The Kensington Vestry Hall was built by Thomas Corby in 1852. It was designed by architect James Broadbridge.
(The Virtual Museum of the Royal Borough of Kensington and Chelsea shows a “Watercolour of Kensington Vestry Hall” by the architect James Broadbridge, 1852, with caption:
Many people will recognise this building as it stands immediately opposite the High Street Kensington station. It was built originally as Kensington Vestry Hall in 1852 to the designs of James Broadbridge, Surveyor to the Vestry. Ratepayers complained of excessive extravagance, including gilding railings and chandeliers. Despite this a new and even more splendid Town Hall was built in 1880 and the Central Library was moved into the Vestry Hall in 1889.
Its construction was met with dismay by ratepayers, who complained about the outlandish railings. They were finally removed in 1880.
From 1889 to 1960, the building housed the Kensington Central Library. It was dedicated by Princess Louise, Duchess of Argyll in November 1889.)
It has been listed as Grade II by English Heritage since April 15, 1969. By 1998, it was “the only substantial remnant” of what the street looked like during the Victorian era.
It is now home to Bank Melli Iran.
*The new building – to become in its turn the Old Town Hall – which was designed by Robert Walker in the Italianate style, was built by Braid and Co. on an adjacent site just to the east of the old building and was completed in 1880. It went on to become the headquarters of the Royal Borough of Kensington when the area secured Royal borough status in 1901. It was extended to a design by William Weaver, the surveyor to the vestry, and William Hunt in 1899.
Following the creation of the Royal Borough of Kensington and Chelsea in 1965, the council chose to build modern facilities at the new Kensington Town Hall in Hornton Street.”
From: Massingberd, Hugh, (editor) The Daily Telegraph Fourth Book of Obituaries – Rogues (1998):
“Nicholas Freeman (1939-1989) was Conservative Party leader of the London Royal Borough of Kensington and Chelsea Council in the United Kingdom from 1977 until 1989. In 1982 he provoked a storm of opposition amongst people of all political persuasions by using his powers as council leader, without consulting colleagues, to order the overnight destruction of Kensington’s fine century-old Italianate Town Hall on Kensington High Street. The building was due to be given special Listed Status on the Monday, but at 3 a.m. on the day before the façade was smashed to pieces by demolition experts. The Royal Fine Art Commission condemned the action as “official vandalism… decided upon covertly, implemented without warning and timed deliberately to thwart known opposition”…
Freeman remained unrepentant, arguing that by selling off the old town hall site for development the council would be able to build a more efficient and economically run town hall around the corner. Freeman was particularly criticised for failing to find an alternative use for the building. He survived the storm, doubtless helped by the fact that he dominated the council to a degree unusual among municipal leaders, but there was little comfort for the ratepayers: the cost of the new town hall far exceeded his original estimates…
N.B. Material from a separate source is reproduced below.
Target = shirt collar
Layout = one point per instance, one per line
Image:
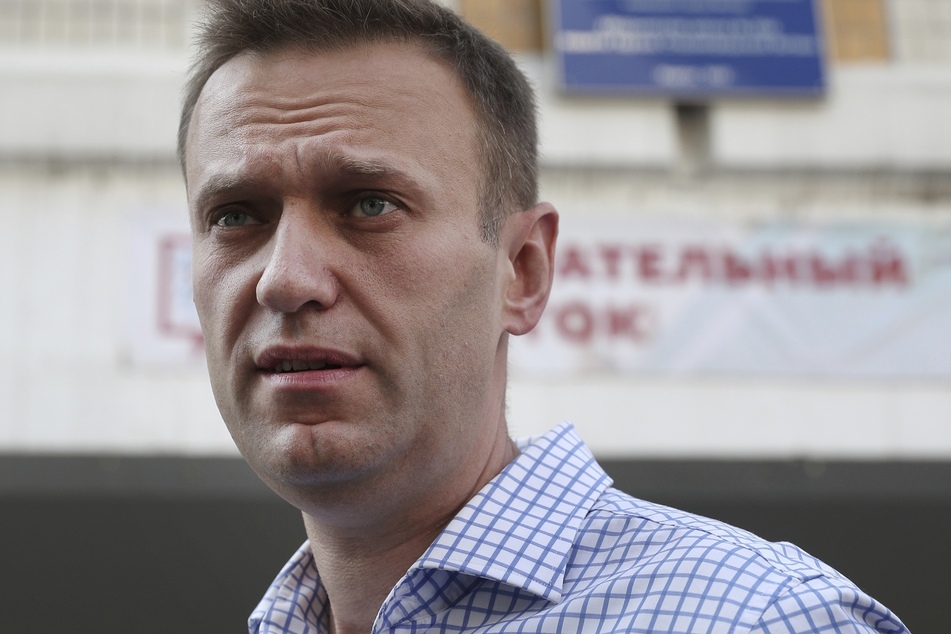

His rejection in 1988 as Conservative Party candidate for Kensington was a bitter disappointment which, he felt, ended his hopes of ever reaching Westminster. Freeman was elected Mayor of the Royal Borough of Kensington and Chelsea in 1988, resigned as Leader of the council the next year, and announced his intention of retiring from the council altogether in 1990. Colleagues were surprised at his decision, for the borough seemed to be Freeman’s whole life. He spent almost every evening at the town hall…”
Information from websites of archiseek; Twentieth Century Society:
Soon after the amalgamation of Kensington with Chelsea it was decided to replace the two old town halls with a joint Civic Centre in Hornton Street. The architect chosen was Sir Basil Spence; he was commissioned in January 1965, and worked out the basic design within a month. He revised it twice before construction began, and the foundation stone was laid in 1973. The building was completed on 29 November 1976, ten days after the passing of its architect, and opened in 1977.